In other words, he objects to the broad injunction stopping these “officials,” but argues that the Biden Administration telling social media to broadly censor certain messages does not bring specific harm to people trying to post those kinds of messages.

Related: Civil Rights Defenders Sue, Claim Biden Admin Pushed Big Tech Censorship | MRCTV

Again, this is mentioned merely to expose the utter, towering hypocrisy of the censor-pushers like Fletcher, and I would like to reiterate that there are plenty of specific examples of particular posts that the Bidenistas targeted and examples of literal threats Biden himself made against social media companies.

In fact, as I noted for MRCTV in March of 2022, Joe Biden actually threatened to take “antitrust action” against social media companies if they did not comply with Administration orders to censor people.

And Alito noted:

“Mr. Fletcher, when I read all of the emails, exchanged between the White House and other federal officials and Facebook in particular, but also some of the other platforms, and I see that the White House and federal officials are repeatedly saying that Facebook and the federal government should be partners, ‘We’re on the same team…’ Officials are demanding answers, ‘I want an answer, I want it right away,’ when they’re unhappy they, they curse them out…”

Then he said: “I cannot imagine federal officials taking that approach to the print media.”

And he hit on the threat of antitrust and the other key issue we at MRCTV have been citing to people as the government’s big weapon in its FCC-backed control of the web: Section 230 of the 1996 Telecommunications Act.

“And so I thought, you know the only reason why this is taking place is because the federal government has got Section 230 and antitrust in its pocket, and, to mix my metaphors, it’s got these big clubs available…”

Precisely. This is what it’s all about.

As I have written for MRCTV, Section 230 of the 1996 Telecommunications Decency Act shields online hosts from being called “publishers” and being targets of state-level action concerning things like posts that might contain child pornography, threats, and depictions of violence.

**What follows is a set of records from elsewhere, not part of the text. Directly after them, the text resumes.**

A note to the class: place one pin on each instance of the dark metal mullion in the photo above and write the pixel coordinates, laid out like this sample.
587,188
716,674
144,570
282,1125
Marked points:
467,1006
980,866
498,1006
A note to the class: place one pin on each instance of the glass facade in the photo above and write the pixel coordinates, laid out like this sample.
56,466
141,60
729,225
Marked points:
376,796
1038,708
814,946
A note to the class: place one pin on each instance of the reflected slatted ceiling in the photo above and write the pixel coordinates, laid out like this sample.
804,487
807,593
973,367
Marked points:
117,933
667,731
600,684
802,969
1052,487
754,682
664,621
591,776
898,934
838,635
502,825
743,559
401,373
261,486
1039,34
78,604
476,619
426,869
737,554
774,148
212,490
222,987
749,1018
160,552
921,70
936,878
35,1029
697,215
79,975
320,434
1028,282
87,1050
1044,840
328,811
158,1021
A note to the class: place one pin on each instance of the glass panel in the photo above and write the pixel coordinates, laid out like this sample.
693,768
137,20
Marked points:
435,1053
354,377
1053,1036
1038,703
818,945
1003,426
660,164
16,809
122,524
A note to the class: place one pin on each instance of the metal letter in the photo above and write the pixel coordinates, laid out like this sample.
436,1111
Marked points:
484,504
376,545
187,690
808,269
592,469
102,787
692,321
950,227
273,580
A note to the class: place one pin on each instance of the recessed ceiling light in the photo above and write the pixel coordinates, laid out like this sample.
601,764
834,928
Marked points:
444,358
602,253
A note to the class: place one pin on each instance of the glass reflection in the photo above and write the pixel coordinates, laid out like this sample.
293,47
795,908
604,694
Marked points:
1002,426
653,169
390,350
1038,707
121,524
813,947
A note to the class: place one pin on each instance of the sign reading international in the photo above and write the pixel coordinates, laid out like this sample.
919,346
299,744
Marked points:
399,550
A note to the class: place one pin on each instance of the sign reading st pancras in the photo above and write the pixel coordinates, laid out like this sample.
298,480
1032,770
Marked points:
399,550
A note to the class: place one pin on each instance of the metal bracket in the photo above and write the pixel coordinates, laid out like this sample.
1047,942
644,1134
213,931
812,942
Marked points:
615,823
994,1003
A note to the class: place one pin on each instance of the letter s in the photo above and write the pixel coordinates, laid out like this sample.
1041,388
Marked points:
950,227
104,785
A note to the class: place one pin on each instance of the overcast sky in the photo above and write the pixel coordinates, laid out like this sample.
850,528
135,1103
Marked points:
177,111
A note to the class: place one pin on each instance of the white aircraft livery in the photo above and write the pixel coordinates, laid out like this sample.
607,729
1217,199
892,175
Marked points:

The section also shields the tech “hosts” from civil liability suits for defamation.

The key is that the section DOES allow hosts to eliminate posts and to still be called “platforms” rather than “publishers,” AS LONG AS the hosts do so “in good faith” – and “good faith” is, of course, determined by the FCC.

If the FCC doesn’t think you operated “in good faith” they can go after you, and so can state governments.

Thus, hanging over the heads of the social media owners is the danger that the Biden Administration, which has appointed the majority on the FCC board, will target them if they do not comply with the Bidenista censorship demands.

It’s obvious, it’s what free speech advocates have warned was a big problem, and it’s also part of the inherent threat the unconstitutional FCC represents to broadcasters of television and radio when the FCC claims the power “license” radio and TV and claims the power to revoke said licenses.

It is an impossible and useless exercise to argue that such attacks on the right to speak are, in any way, consistent with the First Amendment.

But some people could care less about the First Amendment.

Not only does Mr. Fletcher exhibit contempt for it, but one of the big takeaways from the Oral Arguments in “Murthy” was the threat to freedom posed by Justice Ketanji Brown Jackson, who revealed her belief that the strict wording of the First Amendment is unimportant, her belief that the right to freedom of speech is not really a right, and that the government can define for itself that there is a “compelling state interest” in breaching individual speech rights anytime the government wants to claim it’s “compelling” interest to do so.

As Glenn Greenwald observed on his System Update show’s X handle:

“KBJ doubles down: ‘My biggest concern is that your view has the First Amendment hamstringing the government in significant ways.’ That is, quite literally, the entire point of the First Amendment—of the entire Bill of Rights.”

Precisely.

On this and many of the more manifestly obvious levels, the “Murthy” Oral Arguments presented stunning revelations.

The SCOTUS ruling likely will present even more.